In an optional embodiment, the image obtaining module 301 is specifically configured to obtain an image of a person to be identified and a plurality of images of identified persons captured in a plurality of time periods;
based on a person recognition result obtained by face recognition in advance, dividing a plurality of recognized person images into a plurality of recognized person image groups according to the recognized persons to which the images belong, wherein all recognized person images in each recognized person image group are used as recognized person images of the recognized persons to which the images belong.
In an alternative embodiment, the confidence score module 302 is specifically configured to determine, for each of the multiple recognized person images, a similarity between a human feature in the recognized person image and a human feature in the person image to be recognized;
for each identified person in a plurality of identified persons, performing weighted superposition on the similarity of each image of the identified person, meeting a preset condition, of the identified person to obtain a weighted superposition result, wherein the weighted superposition result is used as a confidence score of the identified person, and the preset condition is that the similarity of the image of the identified person is greater than a preset similarity threshold;
and determining the identified person with the highest confidence score among the plurality of identified persons as the person identification result of the image of the person to be identified.
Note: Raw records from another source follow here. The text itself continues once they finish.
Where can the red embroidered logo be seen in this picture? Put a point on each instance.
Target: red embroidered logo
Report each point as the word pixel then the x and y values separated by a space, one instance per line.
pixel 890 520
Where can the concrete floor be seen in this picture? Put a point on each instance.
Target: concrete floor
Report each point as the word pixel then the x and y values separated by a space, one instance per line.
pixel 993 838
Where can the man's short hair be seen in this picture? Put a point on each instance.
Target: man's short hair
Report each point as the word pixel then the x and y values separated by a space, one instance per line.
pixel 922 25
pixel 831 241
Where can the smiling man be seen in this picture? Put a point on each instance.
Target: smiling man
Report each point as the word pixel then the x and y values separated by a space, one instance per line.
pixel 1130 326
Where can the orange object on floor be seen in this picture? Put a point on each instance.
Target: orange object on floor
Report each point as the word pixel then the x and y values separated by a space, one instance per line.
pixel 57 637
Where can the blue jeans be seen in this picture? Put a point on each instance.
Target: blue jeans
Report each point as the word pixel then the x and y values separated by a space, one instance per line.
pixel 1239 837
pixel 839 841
In an alternative embodiment, the confidence score module 302 is specifically configured to, for each identified person in the multiple identified persons, perform weighted overlap on the similarity of each identified person image of the identified person, where the similarity satisfies a preset condition, according to a weighting coefficient negatively correlated with a shooting time of the identified person image, so as to obtain a weighted overlap result, which is used as the confidence score of the identified person, where the shooting time is used to indicate an elapsed time from shooting of the identified person image.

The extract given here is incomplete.